Un jour, il décida d’en parler avec elle. Ça devait bien servir à ça, la confiance. Pouvoir se dire les choses qu’on ne peut dire à personne d’autre. Eliot était persuadé que si les gens prenaient son ami pour un coussin et pas pour un renard, c’est parce qu’il n’avait qu’une tête. C’était normal aussi, disait-il, on n’avait jamais vu un renard sans corps ! Une fois qu’il en aurait un, tout le monde verrait bien que c’était un renard ! Et peut-être que le renard accepterait de parler à d’autres personnes. La nourrice demanda à Eliot s’il n’avait pas peur qu’en parlant à d’autres personnes, le renard devienne l’ami d’autres enfants et ne soit plus juste son ami à lui. Mais Eliot n’avait pas peur de ça. Il voulait que le renard puisse avoir des milliers d’amis. Et il ajouta qu’il faisait confiance au renard pour toujours rester le sien. La nourrice trouva que c’était là une belle idée. Elle prit sa machine à coudre, du tissu de la même couleur que le pelage du renard et lui fit un corps. C’était un joli corps tout rond, tout doux et tout orange. Son ventre était du même pelage étrangement bleuté que son museau. Il était encore plus mignon qu’avant. Eliot rentra chez lui ravi, sûr que le renard ne serait enfin plus le sujet de la moindre moquerie.


Quand il revint le lendemain, Eliot avait pourtant perdu son air enjoué. Il raconta à sa nourrice qu’on ne le croyait toujours pas. Personne ne voulait voir que son renard était un vrai renard. Mais c’était normal, disait-il, on n’avait jamais vu un renard sans pattes ! Une fois qu’il en aurait, tout le monde verrait bien que c’était un renard. Et peut-être que le renard accepterait de jouer avec toute la cour de récré. La nourrice demanda à Eliot s’il n’avait pas peur qu’il ne joue qu’avec les autres et plus avec lui. Mais Eliot n’avait pas peur de ça. Il voulait que le renard puisse jouer avec qui il voulait. Il faisait confiance au renard pour qu’il garde toujours du temps pour jouer avec lui. La nourrice trouva, qu’encore une fois, Eliot avait de belles pensées. Elle prit sa machine à coudre et fit quatre pattes au renard. Elles étaient un peu plus claires que le corps et la tête, elle n’avait plus de l’autre tissu. Eliot le trouva encore plus beau. Elle termina les pattes par de mignons petits coussinets. Elle n’était pas certaine que les renards aient des coussinets, mais celui-ci en aurait. Elle utilisa le même tissu bleuté que pour le museau et le ventre du renard. Eliot repartit plus confiant encore que la veille. Sa nourrice crut deviner qu’en sortant, il chantait une chanson au renard. Elle aurait presque pu entendre le renard l’accompagner.

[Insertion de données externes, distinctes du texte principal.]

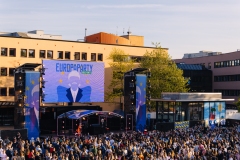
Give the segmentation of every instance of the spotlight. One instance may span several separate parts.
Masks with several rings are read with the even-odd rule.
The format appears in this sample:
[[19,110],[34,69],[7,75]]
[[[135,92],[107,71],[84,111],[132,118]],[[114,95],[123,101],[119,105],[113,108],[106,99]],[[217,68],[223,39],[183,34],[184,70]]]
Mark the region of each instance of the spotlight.
[[46,81],[41,81],[42,88],[45,88],[45,82],[46,82]]
[[148,84],[148,89],[150,89],[151,88],[151,84]]
[[149,95],[149,96],[147,97],[147,99],[150,101],[150,99],[151,99],[151,95]]
[[148,72],[147,76],[148,76],[148,78],[150,78],[151,77],[151,72]]

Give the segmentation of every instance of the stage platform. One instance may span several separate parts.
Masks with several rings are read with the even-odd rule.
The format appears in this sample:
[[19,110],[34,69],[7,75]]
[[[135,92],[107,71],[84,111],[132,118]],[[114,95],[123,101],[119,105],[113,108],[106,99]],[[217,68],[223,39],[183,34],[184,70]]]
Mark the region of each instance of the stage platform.
[[13,137],[20,133],[23,139],[27,139],[27,129],[14,129],[13,126],[0,126],[0,137],[5,139],[9,137],[10,140],[13,140]]

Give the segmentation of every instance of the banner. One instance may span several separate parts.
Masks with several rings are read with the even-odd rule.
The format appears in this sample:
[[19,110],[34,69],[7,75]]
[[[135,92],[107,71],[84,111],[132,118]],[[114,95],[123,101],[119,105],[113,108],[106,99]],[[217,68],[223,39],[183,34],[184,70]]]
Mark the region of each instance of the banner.
[[175,129],[189,128],[189,121],[175,122]]
[[28,130],[28,139],[39,137],[39,80],[40,73],[26,71],[25,79],[25,128]]
[[146,126],[146,83],[145,74],[136,74],[136,130],[143,131]]
[[226,122],[225,102],[204,102],[204,120],[206,126],[225,125]]
[[43,60],[46,103],[104,102],[104,63]]

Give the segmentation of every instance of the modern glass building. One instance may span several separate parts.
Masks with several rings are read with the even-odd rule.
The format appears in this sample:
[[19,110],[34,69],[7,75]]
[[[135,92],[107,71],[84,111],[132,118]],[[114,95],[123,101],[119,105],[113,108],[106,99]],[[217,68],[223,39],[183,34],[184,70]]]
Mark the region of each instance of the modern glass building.
[[224,125],[226,102],[234,99],[222,99],[221,93],[162,93],[151,101],[156,102],[157,129],[169,130],[178,125]]

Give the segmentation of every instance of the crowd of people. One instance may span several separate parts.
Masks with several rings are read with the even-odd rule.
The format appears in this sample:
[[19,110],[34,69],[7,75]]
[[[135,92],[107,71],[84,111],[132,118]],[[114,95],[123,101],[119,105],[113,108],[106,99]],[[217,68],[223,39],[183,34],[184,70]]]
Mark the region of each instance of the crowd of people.
[[103,135],[0,140],[1,159],[9,160],[240,160],[234,127],[118,132]]

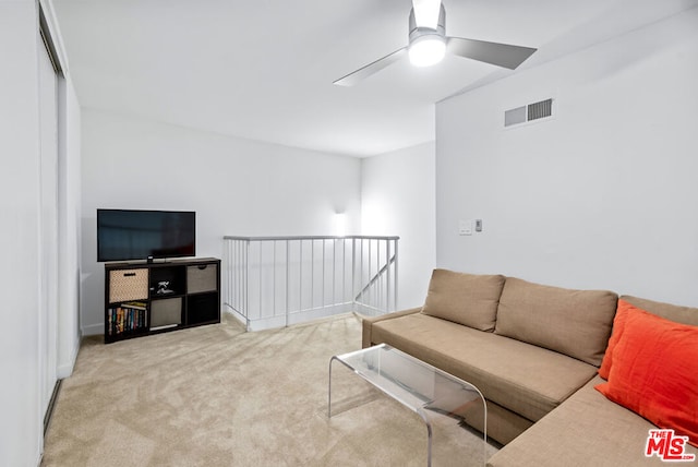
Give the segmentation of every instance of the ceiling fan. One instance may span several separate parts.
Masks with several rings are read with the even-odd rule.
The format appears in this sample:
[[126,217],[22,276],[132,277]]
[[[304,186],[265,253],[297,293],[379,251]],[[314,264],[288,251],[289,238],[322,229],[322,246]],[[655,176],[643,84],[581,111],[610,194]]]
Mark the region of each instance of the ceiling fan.
[[446,36],[446,10],[441,0],[412,0],[409,20],[409,43],[387,56],[352,71],[335,81],[340,86],[353,86],[370,75],[396,62],[407,53],[416,67],[429,67],[443,59],[446,51],[497,67],[516,69],[537,49]]

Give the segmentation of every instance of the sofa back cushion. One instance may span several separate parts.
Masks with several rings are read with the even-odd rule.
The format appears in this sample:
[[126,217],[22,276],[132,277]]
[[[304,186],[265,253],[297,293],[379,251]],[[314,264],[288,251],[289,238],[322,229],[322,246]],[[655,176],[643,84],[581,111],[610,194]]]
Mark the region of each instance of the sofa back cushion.
[[504,276],[434,270],[422,313],[493,331]]
[[698,308],[679,307],[677,304],[647,300],[645,298],[633,297],[629,295],[624,295],[621,299],[636,308],[657,314],[665,320],[698,326]]
[[618,296],[507,277],[495,333],[599,367],[611,335]]

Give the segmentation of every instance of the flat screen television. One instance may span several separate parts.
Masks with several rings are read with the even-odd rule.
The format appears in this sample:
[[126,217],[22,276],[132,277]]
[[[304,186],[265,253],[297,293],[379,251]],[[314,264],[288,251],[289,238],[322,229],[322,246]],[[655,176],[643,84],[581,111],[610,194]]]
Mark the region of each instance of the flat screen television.
[[196,255],[196,213],[97,209],[97,261]]

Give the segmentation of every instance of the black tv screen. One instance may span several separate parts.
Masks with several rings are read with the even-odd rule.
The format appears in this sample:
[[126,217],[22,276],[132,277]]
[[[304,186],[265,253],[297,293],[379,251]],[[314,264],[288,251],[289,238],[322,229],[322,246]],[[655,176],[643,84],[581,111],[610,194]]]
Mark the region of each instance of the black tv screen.
[[97,209],[97,261],[196,255],[196,213]]

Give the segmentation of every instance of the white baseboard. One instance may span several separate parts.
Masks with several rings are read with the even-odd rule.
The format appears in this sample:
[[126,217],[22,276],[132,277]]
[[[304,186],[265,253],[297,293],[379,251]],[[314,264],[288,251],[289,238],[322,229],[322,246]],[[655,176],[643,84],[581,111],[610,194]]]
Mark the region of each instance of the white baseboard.
[[58,368],[56,368],[56,376],[59,380],[62,380],[73,374],[73,369],[75,368],[75,360],[77,360],[77,351],[80,350],[81,338],[82,336],[80,336],[75,342],[75,347],[71,351],[71,356],[68,359],[68,361],[63,364],[59,364]]

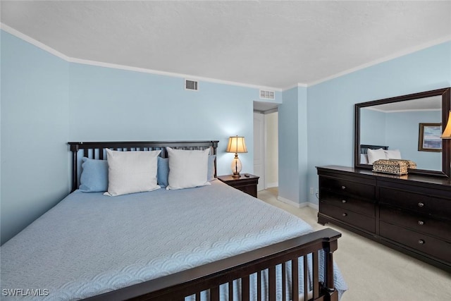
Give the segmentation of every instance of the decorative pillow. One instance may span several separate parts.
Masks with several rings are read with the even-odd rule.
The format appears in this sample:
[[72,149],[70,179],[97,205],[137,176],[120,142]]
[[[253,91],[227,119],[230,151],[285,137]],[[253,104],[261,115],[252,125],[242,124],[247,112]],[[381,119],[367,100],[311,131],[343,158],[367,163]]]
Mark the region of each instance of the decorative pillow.
[[157,159],[161,150],[116,152],[106,149],[108,191],[105,195],[152,191],[156,185]]
[[368,155],[366,154],[360,154],[360,164],[368,164]]
[[368,164],[372,164],[375,161],[385,159],[385,153],[383,149],[368,149]]
[[214,160],[216,159],[216,155],[211,155],[209,156],[209,171],[206,176],[206,179],[208,181],[212,181],[215,179],[214,178]]
[[207,178],[209,149],[173,149],[166,147],[169,156],[169,177],[166,189],[183,189],[210,185]]
[[390,149],[385,150],[385,159],[401,159],[401,152],[399,149]]
[[80,178],[80,191],[100,192],[108,190],[108,162],[82,158],[82,175]]
[[169,176],[169,159],[168,158],[158,157],[158,171],[156,171],[156,182],[161,187],[168,185],[168,177]]

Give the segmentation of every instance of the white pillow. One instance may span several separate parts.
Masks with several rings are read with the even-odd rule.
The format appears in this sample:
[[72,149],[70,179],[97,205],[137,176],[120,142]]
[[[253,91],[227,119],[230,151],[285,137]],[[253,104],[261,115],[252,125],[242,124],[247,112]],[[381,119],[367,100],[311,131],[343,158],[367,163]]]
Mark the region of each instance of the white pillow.
[[401,152],[399,149],[385,150],[385,158],[387,159],[401,159]]
[[166,150],[169,157],[167,190],[210,185],[207,178],[209,149],[201,151],[166,147]]
[[385,153],[383,149],[368,149],[368,164],[372,164],[375,161],[380,160],[381,159],[387,159],[385,156]]
[[156,168],[157,157],[161,152],[106,149],[108,191],[104,195],[113,197],[159,189]]
[[368,164],[368,155],[366,154],[360,154],[360,164]]

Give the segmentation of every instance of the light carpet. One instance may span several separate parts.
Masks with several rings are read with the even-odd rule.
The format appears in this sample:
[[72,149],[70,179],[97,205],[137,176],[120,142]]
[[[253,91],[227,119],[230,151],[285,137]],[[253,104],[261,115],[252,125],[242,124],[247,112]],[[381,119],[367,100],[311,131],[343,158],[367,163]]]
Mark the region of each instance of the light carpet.
[[[342,301],[451,300],[451,274],[331,223],[317,223],[318,211],[277,199],[277,188],[259,191],[259,199],[296,215],[315,230],[342,233],[334,259],[349,290]],[[451,250],[450,250],[451,252]]]

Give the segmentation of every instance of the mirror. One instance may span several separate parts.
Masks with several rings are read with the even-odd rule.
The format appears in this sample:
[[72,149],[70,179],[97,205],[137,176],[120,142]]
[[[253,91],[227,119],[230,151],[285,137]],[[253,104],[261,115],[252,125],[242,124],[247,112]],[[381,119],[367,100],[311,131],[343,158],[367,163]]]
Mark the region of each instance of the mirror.
[[372,169],[368,149],[382,148],[388,159],[415,162],[409,173],[450,178],[451,140],[440,135],[451,109],[450,90],[356,104],[354,167]]

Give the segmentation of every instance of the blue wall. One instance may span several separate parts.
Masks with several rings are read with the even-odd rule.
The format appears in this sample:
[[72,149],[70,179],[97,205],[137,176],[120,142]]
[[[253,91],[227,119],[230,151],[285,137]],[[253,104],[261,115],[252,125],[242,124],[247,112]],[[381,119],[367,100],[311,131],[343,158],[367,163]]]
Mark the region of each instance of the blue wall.
[[278,106],[279,187],[278,195],[294,202],[299,199],[299,101],[297,88],[282,93]]
[[69,191],[68,63],[1,36],[3,243]]
[[385,113],[362,108],[360,109],[360,144],[387,145]]
[[[309,87],[309,168],[303,180],[318,188],[315,166],[353,166],[354,104],[450,85],[448,42]],[[318,204],[310,195],[309,202]]]
[[[317,204],[315,166],[353,164],[354,104],[450,84],[447,42],[277,92],[280,196]],[[1,89],[1,242],[68,192],[68,140],[219,140],[224,174],[228,137],[242,135],[243,172],[253,171],[258,89],[200,82],[185,91],[181,78],[68,63],[4,31]]]
[[243,135],[242,173],[253,171],[258,89],[200,82],[199,91],[188,91],[183,78],[78,63],[69,75],[69,140],[219,140],[221,175],[231,172],[228,137]]
[[440,123],[442,121],[442,112],[411,111],[388,113],[386,115],[385,145],[388,145],[390,149],[400,149],[402,159],[413,160],[418,168],[441,171],[442,153],[419,151],[418,136],[419,123]]
[[187,91],[183,78],[68,63],[4,31],[1,61],[1,243],[68,193],[68,141],[218,140],[221,175],[228,137],[243,135],[253,172],[257,88]]

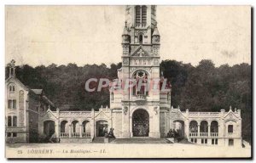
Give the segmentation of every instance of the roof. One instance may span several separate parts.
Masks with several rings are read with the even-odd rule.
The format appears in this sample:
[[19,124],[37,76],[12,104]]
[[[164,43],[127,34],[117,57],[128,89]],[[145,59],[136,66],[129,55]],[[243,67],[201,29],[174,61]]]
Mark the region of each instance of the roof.
[[43,93],[43,89],[31,89],[35,94],[41,95]]

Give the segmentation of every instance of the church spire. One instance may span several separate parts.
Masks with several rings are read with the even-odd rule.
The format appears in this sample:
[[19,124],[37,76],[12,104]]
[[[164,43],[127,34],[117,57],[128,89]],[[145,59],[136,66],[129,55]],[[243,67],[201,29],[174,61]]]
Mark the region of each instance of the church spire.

Mais quand Eliot fut de retour chez sa nourrice, il ne chantait plus. Aujourd’hui encore, on s’était moqué de lui. Eliot tendit du bout des bras le renard à sa nourrice et lui dit de regarder. Elle ne voyait pas ce qui pouvait bien clocher, il ressemblait à un véritable renard. À part, peut-être, les coussinets. Eliot lui montra alors les fesses du renard. Il n’avait pas de queue ! On n’avait jamais vu un renard sans queue ! La nourrice ne posa pas de question, elle prit sa machine à coudre, ressortit du fond d’un placard un vieux goupillon à aspirateur aux poils oranges un peu vieillis et fabriqua une queue pour le renard. Quand Eliot découvrit son renard avec un corps, quatre pattes et une queue, il ne douta plus une seconde. Demain, tout le monde à l’école verrait que son renard était un renard. Quand on le disait comme ça, c’était évident après tout. Avant qu’il ne s’en aille, la nourrice lui murmura à l’oreille, comme un secret qu’on ne peut dire qu’à une personne en qui on a confiance, que si ses camarades et ses professeurs ne voulaient pas admettre que son renard était un renard, ce qui était évident dit comme ça, il n’aurait qu’à lui faire trois caresses sous le menton.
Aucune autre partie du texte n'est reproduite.